KUALA LUMPUR: Lynas (Malaysia) Sdn Bhd’s investment in research and development (R&D) has succeeded in finding commercial applications for its residue with the discovery of “Condisoil”, a flexible and multi-purpose fertiliser.
Condisoil is produced via a combination of water leach purification (WLP, a waste product from rare earth processing) and magnesium rich synthetic gypsum (MRSG).
With the help of experts from universities, ministries and agencies, including the Malaysian Agricultural Research and Development Institute (Mardi) and Sirim, Condisoil has been tested and found to be safe to use in the soil, water, plant tissue and rice grain.
The New Straits Times sighted documents from tests, where Condisoil was used to grow kenaf and corn in “BRIS” areas, short for “beach ridges interspersed with swales”.
Condisoil’s success would have a significant impact on Lynas’s licensing conditions, because if the WLP residue has commercial use, there is no longer reason to export the waste out of the country, observers said.
Under Lynas’s licensing agreement, the company must find a commercial use for the waste, which must be stored in a permanent disposal facility.

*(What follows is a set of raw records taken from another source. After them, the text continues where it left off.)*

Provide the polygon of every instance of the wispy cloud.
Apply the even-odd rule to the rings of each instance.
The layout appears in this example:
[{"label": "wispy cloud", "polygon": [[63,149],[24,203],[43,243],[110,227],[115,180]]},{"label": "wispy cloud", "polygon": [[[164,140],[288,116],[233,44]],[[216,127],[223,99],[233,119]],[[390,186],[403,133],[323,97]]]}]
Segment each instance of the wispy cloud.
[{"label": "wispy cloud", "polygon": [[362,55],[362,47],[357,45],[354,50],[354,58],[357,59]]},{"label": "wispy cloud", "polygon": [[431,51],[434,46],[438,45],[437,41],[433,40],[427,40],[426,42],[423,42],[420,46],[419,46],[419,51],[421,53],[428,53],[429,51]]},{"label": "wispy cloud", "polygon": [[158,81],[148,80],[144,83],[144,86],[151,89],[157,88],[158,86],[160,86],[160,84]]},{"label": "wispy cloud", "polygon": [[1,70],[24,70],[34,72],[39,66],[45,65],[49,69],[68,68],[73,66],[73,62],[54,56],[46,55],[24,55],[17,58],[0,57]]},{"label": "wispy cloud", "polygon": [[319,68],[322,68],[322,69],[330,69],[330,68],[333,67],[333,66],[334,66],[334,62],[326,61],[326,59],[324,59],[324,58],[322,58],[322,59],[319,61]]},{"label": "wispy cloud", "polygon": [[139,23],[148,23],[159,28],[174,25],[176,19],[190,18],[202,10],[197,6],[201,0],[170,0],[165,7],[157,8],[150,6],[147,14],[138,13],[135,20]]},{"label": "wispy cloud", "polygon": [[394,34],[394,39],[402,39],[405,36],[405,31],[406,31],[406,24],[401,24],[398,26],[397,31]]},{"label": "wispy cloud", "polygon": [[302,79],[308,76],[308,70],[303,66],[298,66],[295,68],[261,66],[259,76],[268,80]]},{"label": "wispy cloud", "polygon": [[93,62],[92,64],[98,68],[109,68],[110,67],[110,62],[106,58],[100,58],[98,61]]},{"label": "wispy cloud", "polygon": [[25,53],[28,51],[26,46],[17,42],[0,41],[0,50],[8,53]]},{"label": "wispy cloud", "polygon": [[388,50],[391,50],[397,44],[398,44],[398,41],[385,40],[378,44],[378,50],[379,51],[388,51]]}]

If it fails to execute these two conditions, the low-level radioactive WLP residue must be taken out of the country.
On Saturday, Kuantan member of parliament Fuziah Salleh said Lynas should suspend the production of WLP residue at its rare earth refinery if it failed to dispose the stockpile by Sept 2.
According to a Bernama report, she said new waste would complicate the efforts to remove existing WLP waste from the plant in Gebeng.
“I think that they cannot continue to produce waste.
“They don’t have to close down. Just don’t produce new residue until the existing one is removed,” she said after launching the “My Best Buy” programme at Serambi Teruntum in Kuantan.